Impact of azithromycin mass drug administration on the antibiotic-resistant gut microbiome in children: a randomized, controlled trial

Harry Pickering, John D Hart, Sarah Burr, Richard Stabler, Ken Maleta, Khumbo Kalua, Robin L Bailey, Martin J Holland, Harry Pickering, John D Hart, Sarah Burr, Richard Stabler, Ken Maleta, Khumbo Kalua, Robin L Bailey, Martin J Holland

Abstract

Background: Mass drug administration (MDA) with azithromycin is the primary strategy for global trachoma control efforts. Numerous studies have reported secondary effects of MDA with azithromycin, including reductions in childhood mortality, diarrhoeal disease and malaria. Most recently, the MORDOR clinical trial demonstrated that MDA led to an overall reduction in all-cause childhood mortality in targeted communities. There is however concern about the potential of increased antimicrobial resistance in treated communities. This study evaluated the impact of azithromycin MDA on the prevalence of gastrointestinal carriage of macrolide-resistant bacteria in communities within the MORDOR Malawi study, additionally profiling changes in the gut microbiome after treatment. For faecal metagenomics, 60 children were sampled prior to treatment and 122 children after four rounds of MDA, half receiving azithromycin and half placebo.

Results: The proportion of bacteria carrying macrolide resistance increased after azithromycin treatment. Diversity and global community structure of the gut was minimally impacted by treatment, however abundance of several species was altered by treatment. Notably, the putative human enteropathogen Escherichia albertii was more abundant after treatment.
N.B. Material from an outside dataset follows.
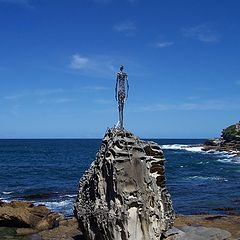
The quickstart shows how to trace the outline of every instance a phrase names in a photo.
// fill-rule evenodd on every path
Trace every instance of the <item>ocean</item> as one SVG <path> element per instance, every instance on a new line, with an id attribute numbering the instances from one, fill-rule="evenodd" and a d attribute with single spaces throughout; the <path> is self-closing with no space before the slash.
<path id="1" fill-rule="evenodd" d="M 206 153 L 204 139 L 152 139 L 166 158 L 167 187 L 178 214 L 240 212 L 240 157 Z M 32 201 L 73 214 L 78 182 L 100 139 L 0 140 L 0 200 Z"/>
Conclusions: MDA with azithromycin increased carriage of macrolide-resistant bacteria, but had limited impact on clinically relevant bacteria. However, increased abundance of enteropathogenic Escherichia species after treatment requires further, higher resolution investigation. Future studies should focus on the number of treatments and administration schedule to ensure clinical benefits continue to outweigh costs in antimicrobial resistance carriage. Trial registration ClinicalTrial.gov, NCT02047981. Registered January 29th 2014, https://ichgcp.net/clinical-trials-registry/NCT02047981.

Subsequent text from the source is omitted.